Japanese film production company

Sushi Typhoon is a Japanese genre film production company founded in 2010 and currently owned by media conglomerate Nikkatsu Corporation, Japan's oldest existing film studio.

==History==

Sushi Typhoon was founded in 2010 as a subsidiary of Nikkatsu, with the intent to create low-budget horror, science fiction, and fantasy films aimed at an international audience. Zeiram producer Yoshinori Chiba is credited as Sushi Typhoon's creator and oversees the company's full production schedule. Since its inception, the company has produced seven feature films.

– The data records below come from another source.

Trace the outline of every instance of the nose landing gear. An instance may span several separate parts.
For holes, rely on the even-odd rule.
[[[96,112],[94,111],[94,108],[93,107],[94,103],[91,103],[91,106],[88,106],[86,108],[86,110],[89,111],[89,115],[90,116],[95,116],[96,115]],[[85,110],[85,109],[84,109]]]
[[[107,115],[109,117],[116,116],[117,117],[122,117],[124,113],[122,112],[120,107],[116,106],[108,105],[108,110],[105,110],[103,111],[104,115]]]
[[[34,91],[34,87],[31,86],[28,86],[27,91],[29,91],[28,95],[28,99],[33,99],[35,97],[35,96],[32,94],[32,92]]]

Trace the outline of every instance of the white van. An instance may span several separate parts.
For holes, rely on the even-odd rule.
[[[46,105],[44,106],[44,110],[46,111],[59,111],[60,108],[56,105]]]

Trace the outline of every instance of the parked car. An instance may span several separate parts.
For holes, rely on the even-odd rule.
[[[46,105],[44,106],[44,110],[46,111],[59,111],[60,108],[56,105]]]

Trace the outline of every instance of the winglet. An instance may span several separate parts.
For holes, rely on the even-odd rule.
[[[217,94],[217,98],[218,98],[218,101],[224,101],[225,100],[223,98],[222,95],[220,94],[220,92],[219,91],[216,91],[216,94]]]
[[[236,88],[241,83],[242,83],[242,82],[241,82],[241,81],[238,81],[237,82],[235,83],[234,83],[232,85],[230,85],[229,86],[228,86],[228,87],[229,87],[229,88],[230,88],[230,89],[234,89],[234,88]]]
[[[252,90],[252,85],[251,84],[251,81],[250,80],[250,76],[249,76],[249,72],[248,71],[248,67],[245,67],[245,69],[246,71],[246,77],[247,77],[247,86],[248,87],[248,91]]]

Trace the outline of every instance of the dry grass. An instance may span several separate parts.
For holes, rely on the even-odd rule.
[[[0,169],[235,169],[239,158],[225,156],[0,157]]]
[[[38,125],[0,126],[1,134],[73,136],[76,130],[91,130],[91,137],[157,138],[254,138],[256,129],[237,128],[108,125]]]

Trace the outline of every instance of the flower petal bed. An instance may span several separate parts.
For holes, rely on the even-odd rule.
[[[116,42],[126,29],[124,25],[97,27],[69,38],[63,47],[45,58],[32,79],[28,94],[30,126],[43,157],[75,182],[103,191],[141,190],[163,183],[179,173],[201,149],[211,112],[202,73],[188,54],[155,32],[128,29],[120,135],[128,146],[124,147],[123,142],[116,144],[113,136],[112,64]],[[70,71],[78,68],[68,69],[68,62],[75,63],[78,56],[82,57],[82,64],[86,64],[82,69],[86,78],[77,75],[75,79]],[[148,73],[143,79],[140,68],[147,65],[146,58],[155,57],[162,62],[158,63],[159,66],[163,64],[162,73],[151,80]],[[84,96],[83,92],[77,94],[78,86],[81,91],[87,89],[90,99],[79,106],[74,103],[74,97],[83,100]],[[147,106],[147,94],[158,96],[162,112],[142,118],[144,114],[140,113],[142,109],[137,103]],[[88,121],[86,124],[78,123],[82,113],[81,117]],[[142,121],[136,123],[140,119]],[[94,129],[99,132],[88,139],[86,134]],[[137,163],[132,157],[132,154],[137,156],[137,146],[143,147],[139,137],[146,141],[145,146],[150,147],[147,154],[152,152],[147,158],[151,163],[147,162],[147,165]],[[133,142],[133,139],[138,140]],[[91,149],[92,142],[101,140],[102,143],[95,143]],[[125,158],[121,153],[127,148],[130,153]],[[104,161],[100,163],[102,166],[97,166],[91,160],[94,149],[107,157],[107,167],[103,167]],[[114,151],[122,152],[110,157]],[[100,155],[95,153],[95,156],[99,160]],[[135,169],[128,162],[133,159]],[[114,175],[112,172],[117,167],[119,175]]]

The label was put on indefinite hiatus in early 2012, and has produced no new films since.

==Staff==

The core Sushi Typhoon staff consists of producer Chiba; directors Takashi Miike (noted in the company's production trailer as its "head chef"), Yoshihiro Nishimura, Sion Sono, Noboru Iguchi, Tak Sakaguchi, Yudai Yamaguchi, and Seiji Chiba; action director Yuji Shimomura; visual effects supervisor Tsuyoshi Kazuno; and art director Yoshiki Takahashi. Former New York Asian Film Festival co-director Marc Walkow headed Sushi Typhoon's American division and international festival bookings.

==Films==

As of 2011, Sushi Typhoon has produced the following feature films:

- Alien vs Ninja (2010)
- Mutant Girls Squad (2010)
- Cold Fish (2011)
- Deadball (2011)
- Helldriver (2011)
- Karate-Robo Zaborgar (2011)
- Yakuza Weapon (2011)

Funimation released Alien vs Ninja on Blu-ray and DVD both subtitled and with an English dub. The Collective released Cold Fish on DVD both subtitled and with an English dub in association with Vivendi Entertainment. The rest of the films have been released by Well Go USA on Blu-ray subtitled only. All of these releases are currently out-of-print.